All the things breaking on board

Date: 22.03.2024
Geographical Position: 37°50.2′ N 039°57.1′ W
Etmal: 195 nm
Total: 10050 nm
Ship: Regina Maris

In all of our daily lives breaking or crashing things generally happens to everyone. It doesn‘t matter if you are cautious or not. Usually it isn‘t a big problem, but if things break on a sailing ship, it‘s a whole different story. If something doesn‘t work on a ship, it can cause a lot of trouble that everyone ends up suffering from.


Let’s start with the sails because these are the things that broke the most: The first sail that ripped was the Outer Jib in the middle of the first Atlantic crossing. To this day almost every sail ripped at least once (like the square sail yesterday) and we’ve always been able to either glue or sew them back together. On the way to Cuba, however, the Outer Jib was pretty much in pieces so it was necessary to replace it.

All tips set on the Regina Maris.

Engine room:

Our engine room is one big construction site. Almost everything remotely related to water broke or had problems at least once. First, it was always the watermaker, producing not only normal, but also salt water, which led to harsh water restrictions for more than weeks.

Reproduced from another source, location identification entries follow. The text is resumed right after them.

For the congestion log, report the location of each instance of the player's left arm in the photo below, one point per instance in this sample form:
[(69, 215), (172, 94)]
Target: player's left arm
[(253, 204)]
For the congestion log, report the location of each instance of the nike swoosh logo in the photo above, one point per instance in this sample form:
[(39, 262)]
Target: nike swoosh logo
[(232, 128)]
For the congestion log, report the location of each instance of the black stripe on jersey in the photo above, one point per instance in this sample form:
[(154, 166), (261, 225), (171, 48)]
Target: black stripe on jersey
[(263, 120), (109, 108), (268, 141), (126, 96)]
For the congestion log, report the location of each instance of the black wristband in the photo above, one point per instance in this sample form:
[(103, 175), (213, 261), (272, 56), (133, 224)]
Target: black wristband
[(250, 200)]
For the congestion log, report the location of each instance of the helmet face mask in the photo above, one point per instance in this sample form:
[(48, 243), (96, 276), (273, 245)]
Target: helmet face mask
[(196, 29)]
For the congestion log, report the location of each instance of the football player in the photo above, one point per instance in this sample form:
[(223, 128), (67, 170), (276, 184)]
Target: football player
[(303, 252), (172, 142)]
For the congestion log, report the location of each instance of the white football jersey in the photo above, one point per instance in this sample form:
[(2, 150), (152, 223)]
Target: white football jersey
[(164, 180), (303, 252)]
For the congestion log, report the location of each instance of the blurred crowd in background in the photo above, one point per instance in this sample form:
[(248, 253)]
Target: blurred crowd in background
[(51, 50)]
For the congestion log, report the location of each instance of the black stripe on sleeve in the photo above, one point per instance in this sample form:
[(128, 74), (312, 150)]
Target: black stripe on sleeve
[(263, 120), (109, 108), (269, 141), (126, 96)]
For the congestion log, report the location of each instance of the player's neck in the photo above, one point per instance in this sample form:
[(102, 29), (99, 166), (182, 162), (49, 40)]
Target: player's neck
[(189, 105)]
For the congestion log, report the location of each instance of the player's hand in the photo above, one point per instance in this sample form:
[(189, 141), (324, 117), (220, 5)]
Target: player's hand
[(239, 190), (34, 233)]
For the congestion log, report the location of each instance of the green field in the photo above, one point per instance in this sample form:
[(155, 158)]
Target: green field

Then it was the saltwater pump that feeds the watermaker and the toilet flushes (so we took buckets with saltwater to flush with🥴). Then it was the filter of the watermaker which polluted rather quickly.

We seem to really have a problem with water. But electricity is also a big enemy of ours. The starboard generator broke down and afterwards the charger for the battery, letting us sit in the dark a few moments.

Zwei Schüler*innen auf dem Poopdeck.

Heads and showers:

The showers really suffered during this voyage. The showers worked quite well; the only thing is that we broke almost five showerheads. That was our own fault. So, let’s go on with the heads: The first thing you will notice when you go to the toilet at sea is that the lid isn’t fixed to the rest of the toilet.

That turns going to the toilet into a athletic experience. And now we get to the shittiest part, but it’s more a mistake in the construction: If you use the portside toilet when we are heeling, the shit spawns into the shower (poor heads and shower service).

Das Dach vom Wheelhouse der Regina Maris.


This may sound like a lot (and it is at some points), BUT I think that breaking things is a part of every ship and I don’t want to complain. In the end, it’s still way less than other tall ships.


Today was a day like every other at sea; we hit ten knots and are on our way to the Azores!

Schüler*innen an Deck der Regina Maris.


Max: Ich denk‘ an euch und in bald hören wir uns dann (auf den Azoren hören wir uns voraussichtlich noch❤️)

Paul: Ich wünsche Dir ganz viel Kraft für das Gespräch am Montag. Du schaffst das und am Donnerstag sind wir dann schon wieder zusammen in Lissabon❤️

Leopold: Grüße an alle!

Mattis: Alles Gute, Papa. Ich wünsche Dir einen ganz schönen Geburtstag. Lass‘ dich feiern. Bis in einem Monat❤️!